The 90-day window may be shortened at any time on takedown request. It may be extended only by an explicit business decision (e.g., the recipient asked for more time to evaluate); extensions are recorded and require an extended_until timestamp not more than 30 days into the future.

7. What This Document is Not

This is not a license. It is a disclosure. It does not:

• give us any greater right to use a business's brand than we already have under nominative fair use;
• give us any greater right to copy a business's content than we already have under U.S. and EU copyright law;
• bind a business to anything at all.

If a business or rights-holder asks for the preview to come down, it comes down. Period.

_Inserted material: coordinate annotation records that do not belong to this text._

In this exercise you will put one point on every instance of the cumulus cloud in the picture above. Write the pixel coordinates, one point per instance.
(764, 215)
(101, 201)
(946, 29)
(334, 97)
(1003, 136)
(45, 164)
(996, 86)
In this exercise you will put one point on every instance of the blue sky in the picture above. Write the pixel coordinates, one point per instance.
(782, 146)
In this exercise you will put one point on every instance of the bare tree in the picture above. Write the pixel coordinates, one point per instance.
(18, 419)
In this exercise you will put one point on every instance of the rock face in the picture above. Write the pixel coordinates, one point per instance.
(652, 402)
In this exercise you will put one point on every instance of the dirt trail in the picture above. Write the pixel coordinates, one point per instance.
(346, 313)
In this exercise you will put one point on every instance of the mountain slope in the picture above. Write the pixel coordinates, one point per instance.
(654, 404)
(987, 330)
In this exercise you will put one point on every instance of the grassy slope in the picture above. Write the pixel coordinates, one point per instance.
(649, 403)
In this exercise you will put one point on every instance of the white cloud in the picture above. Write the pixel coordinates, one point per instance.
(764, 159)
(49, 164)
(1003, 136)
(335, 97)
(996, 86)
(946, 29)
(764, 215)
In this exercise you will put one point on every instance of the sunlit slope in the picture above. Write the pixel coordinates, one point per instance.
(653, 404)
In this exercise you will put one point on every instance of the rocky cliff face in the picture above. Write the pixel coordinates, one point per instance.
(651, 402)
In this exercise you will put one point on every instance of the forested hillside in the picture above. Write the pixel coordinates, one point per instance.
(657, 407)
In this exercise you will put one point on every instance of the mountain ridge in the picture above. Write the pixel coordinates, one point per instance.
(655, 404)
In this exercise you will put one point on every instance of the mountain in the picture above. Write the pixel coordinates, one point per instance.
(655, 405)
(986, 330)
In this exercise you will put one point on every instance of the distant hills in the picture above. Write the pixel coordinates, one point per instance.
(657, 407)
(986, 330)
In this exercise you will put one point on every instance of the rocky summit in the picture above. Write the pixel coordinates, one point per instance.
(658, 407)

8. Internal SOP — How an Employee Handles a Takedown Request

(See legal/internal/takedown-sop.md for full detail. Summary:)

1. Acknowledge the request within 24 hours by automated reply.
2. Disable the preview in the Worker registry within 24 hours; this returns 451 immediately.
3. Delete the preview's R2 objects within a further 24 hours.
4. Add the email's domain to the outreach suppression list permanently.
5. Log the request, the action, and the timestamps to the audit trail.
6. Reply to the requester confirming completion within 48 hours total.
7. If the requester also references DMCA, route a parallel notice through legal/dmca.md Section 3.

There is no "review committee", no "verify the request", no "would you reconsider?". Latency to action is the most important metric we track for this workflow.

Document version 1.0.0 — effective 2026-05-02.